Jun 14, 2010
Figure Sculpture Project
An assignment I have done with several classes this year is a figure sculpture assignment. Students create a miniature figure using tinfoil, plaster bandages, plaster, and paint. Some have turned out really well. For many students it is an enjoyable project because they get to use different materials, and each step along the way is a little bit different, so every class brings something new, there isn't time to get bored with it(for most of them...).

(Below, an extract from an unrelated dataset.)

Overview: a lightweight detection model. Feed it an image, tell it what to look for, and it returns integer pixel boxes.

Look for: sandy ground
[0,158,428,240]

Starting with a lesson on doing some figure sketching, I then lead into the project. Depending on the time I have with each class I may spend more time drawing the figure and focusing on that before starting on the sculpture assignment.
plaster of paris
Pieces of wood to use as a base
nails or screws
1. To begin students are to decide on a emotion, or theme that they want to express with the body language of their figure. They then do a few sketches to get their ideas down and so that there is a goal in mind.
2. They start with a piece of tinfoil about 1 foot or a foot and a half long. I found that thicker tinfoil works best, and you won't need as much for the whole class. Make several slits in the tinfoil as a basic template as to where the arms and legs, and head goes. Smush, crumple, and shape the tinfoil into the shape of a person. Be careful about proportions, thickness and height.
3. Attach tinfoil character onto a nail on the wooden base. You may need more that one nail to keep it steady and free from wobbling. Sometimes I will have students attach the tinfoil to the screw threw the calf, and then add another nail where the foot will go so that you can build up the foot around the nail.
4. Cut plaster bandages into strips up to an inch wide, and about 5 inches long. Dip in water and cover tinfoil with bandages. You will probably need at least 2 layers of bandages. Make sure that where the weight of the sculpture is there is enough layers of bandages so that it cannot bend or break.
5. Use plaster of Paris to fill in any gaps, or to smooth out areas. Let dry.
6. Take Sandpaper and sand down any areas.
7. Prime sculpture with acrylic primer. If you don't prime it the paint will end up flaking off of the bandages.
8. Paint sculpture with acrylic paint.
Sometimes I need to add some glue to keep the sculpture from wobbling or moving around. Glue gun glue works well for this. I have also done this project using chicken wire instead of tinfoil, but found that it was too hard to shape. Tinfoil allows for more details. If you went larger then chicken wire might be needed.
Figure Sculpture Evaluation
Use of materials: The figure was built up well. The student makes good use of the materials. The student followed directions on creating a sculpture base, using plaster bandages, plaster and paint. The student demonstrated skill in the use of these materials. Figure structure is sturdy. Student has learned the basics of sculptural design.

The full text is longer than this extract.